The 76ers’ Future: Playoffs? Don’t Talk About Playoffs! Playoffs?!
Slow your roll there JoJo. Last month, after beating the Nets 105-95, the Sixers’ star center Joel Embiid said in an interview that they were, “thinking about playoffs.” Now, in my 19 years of life, I have only seen one Philly sports team bring home a title(2008 is still the best year of my life), so when any Philadelphia team has playoffs and their name in the same sentence, I get excited. But, unfortunately, it’s looking like the playoffs might be a pipedream for this young team. It makes sense that after the games against Minnesota, New York, and Portland, which all featured buzzer beater shots to win the game, and defeating a top team like the Raptors, the Sixers would be feeling good about themselves and a chance for a playoff spot.
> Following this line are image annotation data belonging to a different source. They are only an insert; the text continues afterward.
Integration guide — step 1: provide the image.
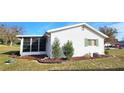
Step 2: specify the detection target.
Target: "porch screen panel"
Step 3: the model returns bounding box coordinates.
[23,38,30,52]
[31,38,38,52]
[40,37,46,51]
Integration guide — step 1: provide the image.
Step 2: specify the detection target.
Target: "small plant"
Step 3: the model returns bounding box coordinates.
[83,53,91,58]
[105,50,109,55]
[52,38,60,58]
[5,59,15,64]
[63,40,74,59]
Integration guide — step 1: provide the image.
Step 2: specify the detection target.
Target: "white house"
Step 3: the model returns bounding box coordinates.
[17,23,108,57]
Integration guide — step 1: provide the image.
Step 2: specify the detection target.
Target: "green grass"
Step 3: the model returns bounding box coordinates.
[0,45,124,71]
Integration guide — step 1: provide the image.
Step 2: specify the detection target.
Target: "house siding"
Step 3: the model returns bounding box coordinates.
[50,26,104,57]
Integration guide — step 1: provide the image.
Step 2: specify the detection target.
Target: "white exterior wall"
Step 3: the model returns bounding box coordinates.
[50,27,104,57]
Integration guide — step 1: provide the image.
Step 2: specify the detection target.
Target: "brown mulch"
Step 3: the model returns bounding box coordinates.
[9,55,110,63]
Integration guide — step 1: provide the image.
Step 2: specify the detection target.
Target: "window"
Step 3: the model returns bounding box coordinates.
[40,37,46,51]
[85,39,98,46]
[31,38,39,52]
[23,38,30,52]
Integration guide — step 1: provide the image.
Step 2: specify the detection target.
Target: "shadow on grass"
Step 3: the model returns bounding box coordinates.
[1,51,19,56]
[50,68,124,71]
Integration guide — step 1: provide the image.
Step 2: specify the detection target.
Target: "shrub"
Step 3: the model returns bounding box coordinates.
[63,40,74,59]
[83,53,91,58]
[105,50,109,55]
[52,38,60,58]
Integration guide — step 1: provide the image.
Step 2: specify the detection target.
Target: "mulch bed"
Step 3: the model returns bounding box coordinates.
[11,55,111,63]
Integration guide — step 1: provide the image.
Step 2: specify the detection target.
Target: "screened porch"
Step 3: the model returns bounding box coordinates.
[17,36,47,56]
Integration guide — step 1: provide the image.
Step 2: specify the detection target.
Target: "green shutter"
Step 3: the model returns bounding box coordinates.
[96,39,99,46]
[85,39,88,47]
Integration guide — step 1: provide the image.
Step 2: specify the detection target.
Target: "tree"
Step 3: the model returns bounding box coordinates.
[52,38,61,58]
[63,40,74,59]
[99,26,118,44]
[0,24,23,46]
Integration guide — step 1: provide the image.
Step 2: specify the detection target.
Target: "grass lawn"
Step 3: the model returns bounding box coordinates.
[0,45,124,71]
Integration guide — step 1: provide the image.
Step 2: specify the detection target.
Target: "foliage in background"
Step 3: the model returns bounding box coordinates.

But, regardless of how they feel about themselves, the Sixers sadly are not looking like a playoff team—this year. There is no question that the talent is there, but rather do they have enough of it? Let’s check some stats, and see just how close the Sixers really are to a playoff berth.
The obvious player to start off with is Joel Embiid. To say he’s good is to vastly understate what he’s done for the young team. While he isn’t a true rookie, being drafted two years ago and sitting out the last two seasons with foot injuries, Embiid is a shoo-in for Rookie of the Year. Embiid has played with a minute restriction all season, averaging only 25.4 minutes per game. But in those 25 minutes, Embiid averages 20.2 points per game and 7.8 rebounds per game. To put that into perspective, Miami Heat center Hassan Whiteside averages almost eight minutes more than Embiid, with four less points and seven more rebounds. In those eight minutes, Embiid would not only smash Whiteside’s average point numbers but would almost definitely overtake Whiteside in rebounds as well. Rebounding is probably the worst part of Embiid’s game, with only 243 total rebounds this season, not a desirable number even with the minute restriction. Perhaps the most incredible thing about Embiid is that his game seems to know no limits. Embiid knows how to drive, how to post, and most impressively how to shoot 3’s. Embiid’s 3-point percentage this year is 36.7%, with an astonishing 98 3-pointers attempted. Since most bigs in the league aren’t shooting too many 3’s today, we’ll compare that number to a shooter everyone is familiar with: Steph Curry. Embiid’s 36.7% 3-point average is only 5% worse than Curry’s, a 41.2%. Of course, that isn’t a very practical comparison, as Curry has attempted 529 3’s, but the point is clear. Embiid does a lot of things right. Talent? Check. Playoff caliber? Pretty damn close, but not quite. Next player, Dario Saric.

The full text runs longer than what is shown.